Kecelakaan helikopter yang dialami Yusuf Haridra Bhranta dan Naysila Valerie Dewawarman, menyebabkan keduanya terlibat konflik yang berujung pada saling mengabaikan. Seiring waktu, mereka akhirnya bisa berdamai dan mulai akrab. Hingga sama-sama saling jatuh hati. Masalah di tempat proyek menjadikan pikiran Yusuf bercabang. Hubungannya dengan Naysila juga mengalami kendala berat. Sanggupkah mereka menjalani semua ujian kehidupan? Akankah keduanya bersatu, atau justru berpisah?
Lihat lebih banyak01
"Merunduk!" seru Yusuf Haridra Bhranta, sambil merunduk dan menutupi kepala dengan kedua tangannya.
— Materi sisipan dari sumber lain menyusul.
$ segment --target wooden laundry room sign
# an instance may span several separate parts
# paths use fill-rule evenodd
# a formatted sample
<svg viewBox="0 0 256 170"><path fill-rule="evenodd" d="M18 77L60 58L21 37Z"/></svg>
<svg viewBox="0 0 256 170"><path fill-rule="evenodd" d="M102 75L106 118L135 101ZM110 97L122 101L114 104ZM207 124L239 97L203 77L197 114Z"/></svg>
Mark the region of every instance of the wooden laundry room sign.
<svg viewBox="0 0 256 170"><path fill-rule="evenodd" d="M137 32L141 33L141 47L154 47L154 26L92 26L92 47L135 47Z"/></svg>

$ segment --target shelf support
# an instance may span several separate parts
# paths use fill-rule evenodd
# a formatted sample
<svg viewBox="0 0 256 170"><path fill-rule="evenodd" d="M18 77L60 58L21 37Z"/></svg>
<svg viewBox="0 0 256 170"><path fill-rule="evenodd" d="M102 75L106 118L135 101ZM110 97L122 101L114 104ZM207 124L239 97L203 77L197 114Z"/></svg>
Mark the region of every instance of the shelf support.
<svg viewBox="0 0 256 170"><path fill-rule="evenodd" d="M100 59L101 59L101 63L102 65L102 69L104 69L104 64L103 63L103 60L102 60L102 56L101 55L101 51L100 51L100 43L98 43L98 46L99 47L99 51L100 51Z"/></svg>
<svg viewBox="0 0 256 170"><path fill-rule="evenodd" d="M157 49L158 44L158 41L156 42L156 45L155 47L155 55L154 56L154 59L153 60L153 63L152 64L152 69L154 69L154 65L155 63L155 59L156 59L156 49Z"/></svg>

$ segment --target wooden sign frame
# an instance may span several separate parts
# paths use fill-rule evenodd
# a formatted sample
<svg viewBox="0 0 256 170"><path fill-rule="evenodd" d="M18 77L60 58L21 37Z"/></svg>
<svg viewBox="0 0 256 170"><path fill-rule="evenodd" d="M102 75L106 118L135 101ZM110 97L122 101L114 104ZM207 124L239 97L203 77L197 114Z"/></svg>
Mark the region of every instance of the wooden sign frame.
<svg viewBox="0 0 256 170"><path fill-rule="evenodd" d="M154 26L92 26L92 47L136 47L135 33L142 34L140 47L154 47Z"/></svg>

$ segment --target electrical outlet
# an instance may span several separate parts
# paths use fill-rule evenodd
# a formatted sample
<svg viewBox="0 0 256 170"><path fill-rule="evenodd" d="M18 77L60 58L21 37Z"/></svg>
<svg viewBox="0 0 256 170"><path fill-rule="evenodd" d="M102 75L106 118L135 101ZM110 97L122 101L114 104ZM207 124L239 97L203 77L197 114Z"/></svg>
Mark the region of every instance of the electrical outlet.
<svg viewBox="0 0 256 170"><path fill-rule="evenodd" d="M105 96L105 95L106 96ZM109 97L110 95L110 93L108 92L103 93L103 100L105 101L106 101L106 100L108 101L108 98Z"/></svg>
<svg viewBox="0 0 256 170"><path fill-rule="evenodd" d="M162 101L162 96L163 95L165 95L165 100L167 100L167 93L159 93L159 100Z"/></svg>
"Argh!" pekik Naysila Valerie Dewawarman, saat badannya berguncang akibat hempasan kuat.
Helikopter berputar-putar tidak terkendali, sebelum akhirnya terjatuh dalam posisi miring ke kiri. Baling-baling patah dan berhamburan menghantam apa pun yang berada di sekitar lokasi.
Pekikan kelima orang di dalam helikopter, bergema di hutan yang sepi. Butiran salju yang turun deras, menjadikan area kanan helikopter seketika tertutup.
Yusuf meringis ketika mengangkat tangan kanannya yang terkena pecahan kaca. Meskipun terhalang baju lengan panjang dan jas tebal, pecahan kaca tetap menembus dan melukai pundak hingga lengannya.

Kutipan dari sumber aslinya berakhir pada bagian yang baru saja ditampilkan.